The Red Sox have called up Allen Craig, Sandy Leon, Noe Ramirez, and Ryan Cook as rosters expand.
Hopefully, this means very, very little.
Sandy Leon, Noe Ramirez, and Ryan Cook are what they are. Ramirez and Cook are extra arms in a terribly thin (and frankly just terrible) bullpen. Sandy Leon is a third catcher who will likely only get playing time in an emergency or due to injury.
Allen Craig is where things get...sketchy.
Adding him to the 40-man roster has tax implications for the Red Sox, but those can be mitigated by simply DFAing him once more. If someone takes him, the Red Sox are free of him and some GM out there is probably getting fired. If not, we're right back where we started.

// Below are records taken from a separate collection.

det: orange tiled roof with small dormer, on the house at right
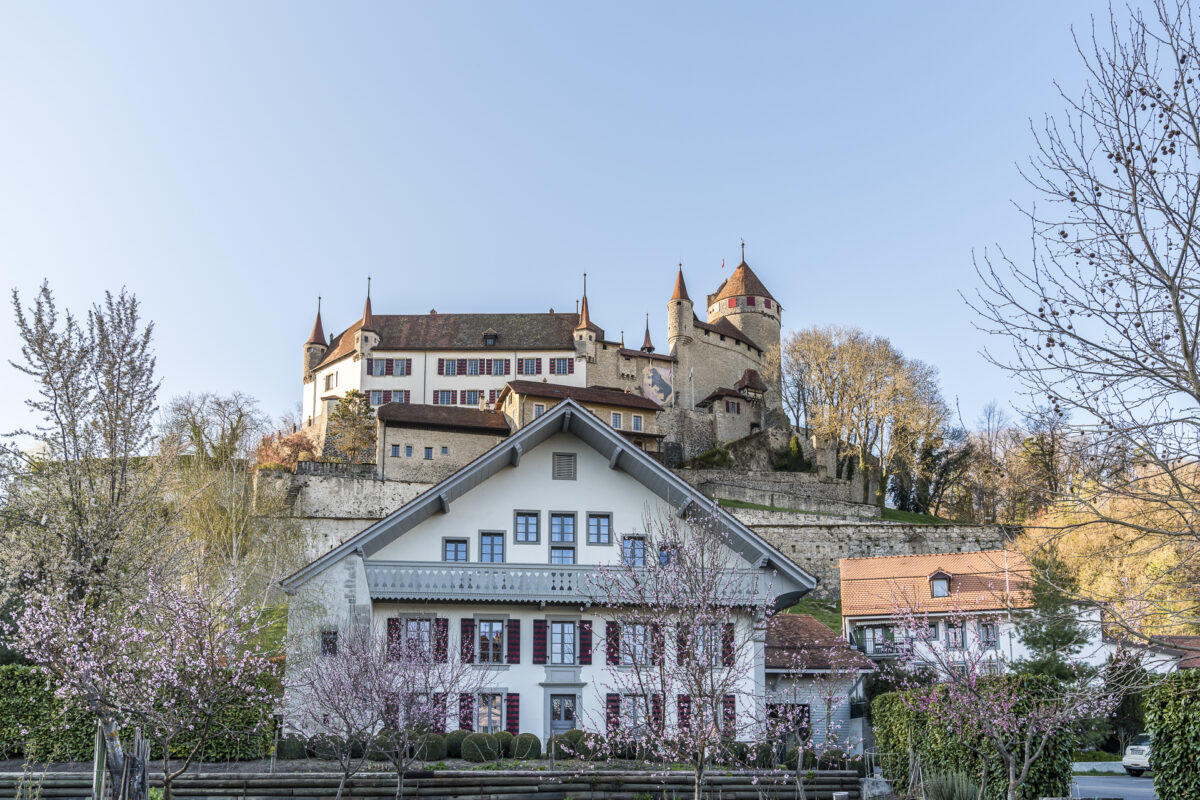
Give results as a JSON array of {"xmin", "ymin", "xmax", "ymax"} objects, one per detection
[{"xmin": 840, "ymin": 551, "xmax": 1032, "ymax": 616}]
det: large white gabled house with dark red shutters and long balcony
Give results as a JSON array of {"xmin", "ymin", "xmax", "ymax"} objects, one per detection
[{"xmin": 283, "ymin": 398, "xmax": 816, "ymax": 739}]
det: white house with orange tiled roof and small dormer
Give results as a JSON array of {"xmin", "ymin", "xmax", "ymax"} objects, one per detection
[{"xmin": 840, "ymin": 549, "xmax": 1112, "ymax": 672}]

The real issue is playing time, an issue which I discussed here. If you don't feel like clicking...
Craig is a first base/outfield player, and while it's not the worst idea to have another first baseman to back up Travis Shaw for the two or three days off he should still have coming his way this season, the outfield is already overfilled as is, and certainly doesn't need another player getting in the way of Rusney Castillo and Jackie Bradley Jr. starting as many games as they can.
As is, the Red Sox have three interesting-but-inexperienced players who should be getting as much playing time as they can between now and the offseason. Both to give the Red Sox as much information on their abilities as possible, and to get them ready for 2016 if, indeed, they're part of that puzzle.
Craig, sadly, is over that hill. Maybe there's some miracle rejuvenation in his future, but it won't come at the end of a long season which has never seen him impress. It will come at the end of an offseason where he was able to get fully healthy, and knowing how these things work, probably in pinstripes. If it's something that Dave Dombrowski needs to see to believe, Pawtucket isn't that far away.
But here we are, and Allen Craig is back. Hopefully he's just here to spell Travis Shaw every once in a while given that there's not really much depth at first base to speak of. But given the way the Red Sox have been treating the outfield situation...skepticism and concern seem justified.